Many surety agents cringe at the thought of dealing with subdivision bonds – and for good reason. While there are some agents (and underwriters) in the industry who enjoy the challenges posed by this class of business, the word “subdivision” turns many agents away. Why? Often it is because subdivision bonds are different from contract bonds, which can be scary. Below are two quick tips to help you conquer your fear of the unknown.
1. Get your documents ready.
There’s no getting around it: subdivision bonds require a lot more paperwork per bond than regular contract bonds. For a typical contractor who has an existing surety relationship, normally all that is needed to write a performance bond are bid results and a copy of the contract. Not so with subdivision. At a minimum, surety underwriters will ask for:
- Details about the development
- Subdivision agreement
- Engineer’s estimate
- Operating agreements of the developing entity and its owners
- Confirmation of financing, often including a set-aside letter from the lender committing to financing the bonded improvements
And unlike contract bonds, the bond principal is normally set up for one project, which can mean a new general indemnity agreement for each project.
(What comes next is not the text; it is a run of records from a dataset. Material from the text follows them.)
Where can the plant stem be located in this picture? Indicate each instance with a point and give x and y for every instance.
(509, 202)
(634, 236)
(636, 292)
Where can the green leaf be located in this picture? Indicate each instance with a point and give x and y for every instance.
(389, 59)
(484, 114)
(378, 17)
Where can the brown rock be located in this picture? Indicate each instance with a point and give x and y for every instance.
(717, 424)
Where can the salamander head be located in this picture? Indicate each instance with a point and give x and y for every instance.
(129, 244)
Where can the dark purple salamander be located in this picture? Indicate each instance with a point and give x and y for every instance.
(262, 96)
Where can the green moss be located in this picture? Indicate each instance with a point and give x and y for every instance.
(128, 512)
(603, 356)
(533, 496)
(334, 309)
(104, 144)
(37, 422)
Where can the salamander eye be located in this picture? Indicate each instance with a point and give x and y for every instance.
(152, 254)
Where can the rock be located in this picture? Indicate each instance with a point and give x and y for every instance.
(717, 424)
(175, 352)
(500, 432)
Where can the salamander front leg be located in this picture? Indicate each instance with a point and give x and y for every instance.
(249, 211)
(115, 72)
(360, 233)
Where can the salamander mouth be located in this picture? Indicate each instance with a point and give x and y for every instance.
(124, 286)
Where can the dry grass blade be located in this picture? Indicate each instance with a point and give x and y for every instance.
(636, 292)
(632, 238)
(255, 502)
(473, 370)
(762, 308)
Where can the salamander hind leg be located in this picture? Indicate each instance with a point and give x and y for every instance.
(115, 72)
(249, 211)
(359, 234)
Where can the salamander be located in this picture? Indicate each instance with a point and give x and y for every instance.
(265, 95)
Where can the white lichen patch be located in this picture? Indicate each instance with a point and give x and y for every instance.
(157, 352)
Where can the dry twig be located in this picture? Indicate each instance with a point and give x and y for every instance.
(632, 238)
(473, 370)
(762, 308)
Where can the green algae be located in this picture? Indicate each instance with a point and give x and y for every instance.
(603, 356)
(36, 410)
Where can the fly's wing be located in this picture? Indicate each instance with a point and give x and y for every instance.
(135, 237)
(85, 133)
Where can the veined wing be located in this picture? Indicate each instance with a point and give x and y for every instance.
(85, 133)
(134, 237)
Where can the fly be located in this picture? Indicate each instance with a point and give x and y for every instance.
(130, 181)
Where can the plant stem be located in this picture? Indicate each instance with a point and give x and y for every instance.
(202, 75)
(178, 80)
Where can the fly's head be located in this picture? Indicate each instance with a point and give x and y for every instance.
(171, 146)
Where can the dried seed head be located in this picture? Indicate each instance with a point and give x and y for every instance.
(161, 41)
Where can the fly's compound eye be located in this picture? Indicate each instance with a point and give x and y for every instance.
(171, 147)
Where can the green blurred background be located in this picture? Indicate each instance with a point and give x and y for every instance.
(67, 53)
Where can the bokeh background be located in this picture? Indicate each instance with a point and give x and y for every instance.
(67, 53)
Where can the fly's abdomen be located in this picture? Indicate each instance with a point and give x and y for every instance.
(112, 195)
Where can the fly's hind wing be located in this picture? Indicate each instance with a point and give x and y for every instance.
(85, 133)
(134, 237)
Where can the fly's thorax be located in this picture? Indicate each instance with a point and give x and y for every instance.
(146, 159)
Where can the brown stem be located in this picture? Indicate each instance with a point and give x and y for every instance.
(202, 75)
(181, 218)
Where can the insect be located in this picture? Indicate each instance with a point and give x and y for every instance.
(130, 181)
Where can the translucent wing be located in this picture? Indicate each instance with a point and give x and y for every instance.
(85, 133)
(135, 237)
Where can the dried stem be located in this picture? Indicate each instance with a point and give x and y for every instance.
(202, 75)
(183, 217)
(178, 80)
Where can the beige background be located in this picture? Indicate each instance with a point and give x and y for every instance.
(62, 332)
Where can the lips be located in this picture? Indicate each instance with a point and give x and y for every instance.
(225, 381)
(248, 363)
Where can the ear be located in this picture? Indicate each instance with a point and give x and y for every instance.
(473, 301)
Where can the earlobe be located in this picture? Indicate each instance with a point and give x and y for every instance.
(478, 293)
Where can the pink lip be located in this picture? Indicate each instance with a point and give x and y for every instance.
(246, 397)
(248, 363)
The good news is that most subdivision bonds renew annually, requiring little additional work once they are in the books.
2. Choose a surety that has a dedicated subdivision team.
Not all sureties are created equal. While most can underwrite basic bid, performance, and payment bonds, only a few have the experience, expertise, and capabilities to write subdivision bonds. The process for both agents and contractors will be much more efficient when working with a surety that has this specialization in house. Agents who select the right surety for their customers’ subdivision business become valuable partners.
Obtaining subdivision bonds doesn’t need to be difficult. In fact, it can be fairly straightforward when you know what to expect and when you work with the right surety.